Are YOU Ready?

On October 1, the Centers for Medicare and Medicaid Services (CMS) lifted its partial code freeze and thousands of new codes went into effect. In addition, the Medicare grace period on code specificity for Part B post-payments audits also ended.

According to CMS, the ICD-10 flexibilities “were solely for the purpose of contractors performing medical review so that they would not deny claims solely for the specificity of the ICD-10 code as long as there is no evidence of fraud.” These flexibilities are not extended beyond October 1, and CMS plans no other guidance around the topic.

What does that mean for your coding efforts?

For most organizations, the biggest adjustment will be avoiding unspecified ICD-10 codes when documentation supports a more detailed code. CMS is not phasing in specificity requirements, as it believes providers should already be coding to that level. Historically, insurance companies do not outwardly specify which codes they will and will not reimburse. This is because insurers want providers to submit claims based on the accuracy of a patient’s condition, not based on which codes get paid.
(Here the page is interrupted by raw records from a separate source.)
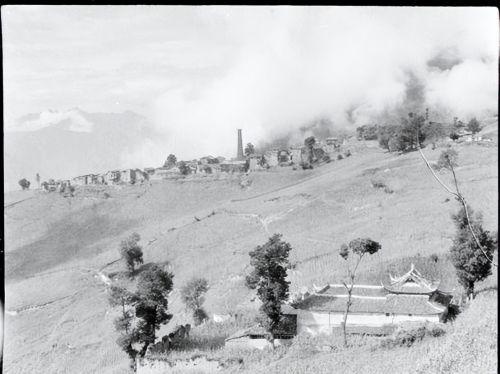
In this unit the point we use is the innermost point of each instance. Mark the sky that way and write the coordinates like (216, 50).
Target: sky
(203, 71)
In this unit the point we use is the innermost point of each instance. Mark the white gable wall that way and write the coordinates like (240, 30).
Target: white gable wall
(323, 322)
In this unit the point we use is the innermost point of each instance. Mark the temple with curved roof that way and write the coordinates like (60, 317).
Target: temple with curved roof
(375, 309)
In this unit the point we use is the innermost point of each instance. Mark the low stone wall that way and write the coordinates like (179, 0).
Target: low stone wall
(195, 365)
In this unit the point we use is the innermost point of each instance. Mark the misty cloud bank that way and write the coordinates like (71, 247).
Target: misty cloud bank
(348, 66)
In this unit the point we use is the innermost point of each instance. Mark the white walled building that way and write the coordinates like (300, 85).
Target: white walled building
(375, 309)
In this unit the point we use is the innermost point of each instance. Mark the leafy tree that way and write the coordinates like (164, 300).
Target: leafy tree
(474, 126)
(249, 149)
(367, 132)
(170, 161)
(183, 168)
(433, 132)
(448, 159)
(468, 258)
(24, 183)
(120, 296)
(394, 144)
(385, 134)
(270, 263)
(131, 252)
(309, 144)
(153, 288)
(411, 130)
(192, 295)
(353, 254)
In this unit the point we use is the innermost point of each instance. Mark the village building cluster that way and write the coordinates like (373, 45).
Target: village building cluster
(321, 150)
(375, 310)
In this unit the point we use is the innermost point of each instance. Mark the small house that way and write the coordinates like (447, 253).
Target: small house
(256, 162)
(233, 166)
(284, 157)
(272, 157)
(127, 176)
(256, 336)
(375, 308)
(112, 177)
(149, 171)
(296, 154)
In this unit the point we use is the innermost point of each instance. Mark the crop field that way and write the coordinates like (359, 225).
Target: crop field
(59, 251)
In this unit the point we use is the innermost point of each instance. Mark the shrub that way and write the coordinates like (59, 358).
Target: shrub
(447, 158)
(474, 126)
(131, 252)
(376, 183)
(192, 295)
(24, 183)
(306, 165)
(407, 336)
(434, 257)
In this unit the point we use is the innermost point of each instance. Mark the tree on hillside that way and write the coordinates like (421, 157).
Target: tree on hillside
(183, 168)
(411, 132)
(385, 134)
(153, 288)
(367, 132)
(270, 263)
(249, 149)
(120, 296)
(353, 254)
(469, 260)
(24, 183)
(433, 132)
(170, 161)
(192, 295)
(309, 145)
(131, 252)
(474, 126)
(448, 159)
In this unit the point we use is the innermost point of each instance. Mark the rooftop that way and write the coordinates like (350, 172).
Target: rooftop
(393, 304)
(288, 326)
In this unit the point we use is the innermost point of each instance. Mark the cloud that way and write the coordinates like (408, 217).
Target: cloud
(346, 64)
(72, 120)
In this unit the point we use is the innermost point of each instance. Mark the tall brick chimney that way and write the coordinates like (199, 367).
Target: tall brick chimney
(240, 155)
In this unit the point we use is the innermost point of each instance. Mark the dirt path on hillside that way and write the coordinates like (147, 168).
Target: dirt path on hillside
(17, 202)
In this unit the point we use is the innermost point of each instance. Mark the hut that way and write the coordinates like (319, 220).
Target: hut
(375, 309)
(255, 337)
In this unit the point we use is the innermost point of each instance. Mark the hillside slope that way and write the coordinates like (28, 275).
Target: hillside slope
(59, 250)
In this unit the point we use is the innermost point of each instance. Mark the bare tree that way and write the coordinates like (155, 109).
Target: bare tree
(448, 159)
(353, 254)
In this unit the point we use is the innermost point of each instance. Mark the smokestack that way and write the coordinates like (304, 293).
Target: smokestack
(240, 147)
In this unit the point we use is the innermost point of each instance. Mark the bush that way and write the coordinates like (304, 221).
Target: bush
(434, 257)
(406, 337)
(306, 165)
(380, 184)
(131, 252)
(446, 158)
(24, 183)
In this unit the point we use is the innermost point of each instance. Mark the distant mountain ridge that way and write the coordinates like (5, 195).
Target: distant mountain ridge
(64, 144)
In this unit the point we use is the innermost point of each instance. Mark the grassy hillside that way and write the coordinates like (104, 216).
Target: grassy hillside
(58, 249)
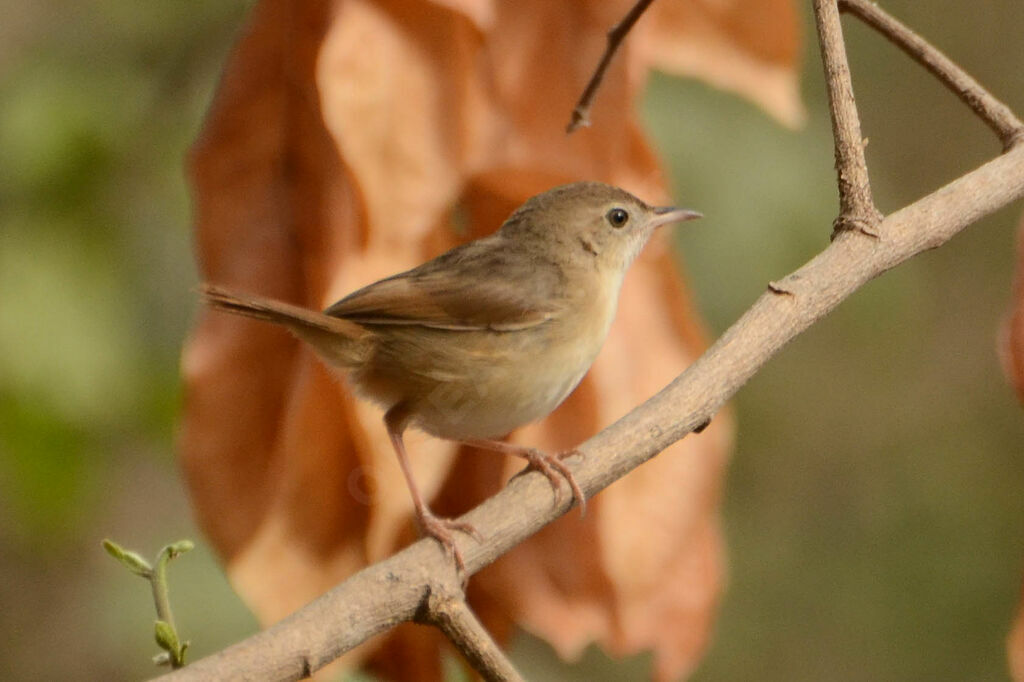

The Centers for Disease Control and Prevention (CDC), which administers the diagnosis codes, released the 2017 ICD-10-CM codes on June 24, 2016. This information can be found at www.cms.gov. There are 1,974 additions, 311 deletions, and 425 revisions. The resulting total for diagnosis codes is 71,486.

The addenda for the Index, Table of Drugs and Chemicals, Neoplasm Table, External Cause Index, and Tabular are included in this release. The addenda provide information regarding the changes for the code set.

The Code Descriptor in Tabular Order provides the code descriptor at each level of the code set. Of special interest, the 2017 ICD-10-CM Official Coding and Reporting Guidelines contains a new coding convention #19 in regards to Code Assignment and Clinical Criteria. This guidance states “the assignment of a diagnosis code is based on the provider’s diagnostic statement that the condition exists. The provider’s statement that the patient has a particular condition is sufficient. Code assignment is not based on clinical criteria used by the physician to establish the diagnosis.”

A brief highlight of some of the additions and changes throughout the code set include:

  • There is only one addition to Chapter 1 (Infectious and Parasitic Diseases)which is A92.5. This code has been assigned by the World Health Organization (WHO) for the Zika Virus.
  • The changes in Chapter 5 (Mental, Behavioral, and Neurodevelopmental Disorders) include additions to capture hoarding, various obsessive-compulsive disorders, and social pragmatic communication disorder.
  • Chapter 9 (Diseases of the Circulatory System) updates include the addition of hypertensive urgency, emergency, or crisis; reducing specificity of nontraumatic subarachnoid hemorrhage and the communicating artery; expansion of the cerebral infarction and sequela of stroke codes; addition of aneurysm of precerebral and vertebral arteries; and addition of dissection of unspecified arteries.
  • Chapter 13 (Diseases of the Musculoskeletal System and Connective Tissue) added bunion, bunionette, pain in joints of the hand, more specificity to temporomandibular joints, cervical disc disorders at specific levels, atypical femoral fractures, and periprosthetic fractures.
  • Chapter 14 (Diseases of the Genitourinary System) have a few title changes as well as the code additions for specific urinary incontinence conditions, various prostatic dysplasia, testicular and scrotal pain, erectile dysfunction, ovarian cysts, conditions of the fallopian tubes, and complications of the urinary tract including fistulas, hemorrhage, infection, malfunction, et cetera.
  • Chapter 19 (Injuries, Poisoning, and Certain Other Consequences of External Causes) changes include significant number of additions regarding the specific fractures to bones of skull; various fracture types of the foot; title revisions to complications involving prosthetic devices; new stenosis of cardiac stent codes, and additions to complication types including breakdown, displacement, infection, erosion, exposure, pain, fibrosis, thrombosis, and leakage.

After review of the entire list of ICD-10 changes contained in the CDC link above, it becomes increasingly evident that the level of code detail creates an unprecedented opportunity to improve documentation accuracy and specificity, which will ultimately help drive better patient outcomes.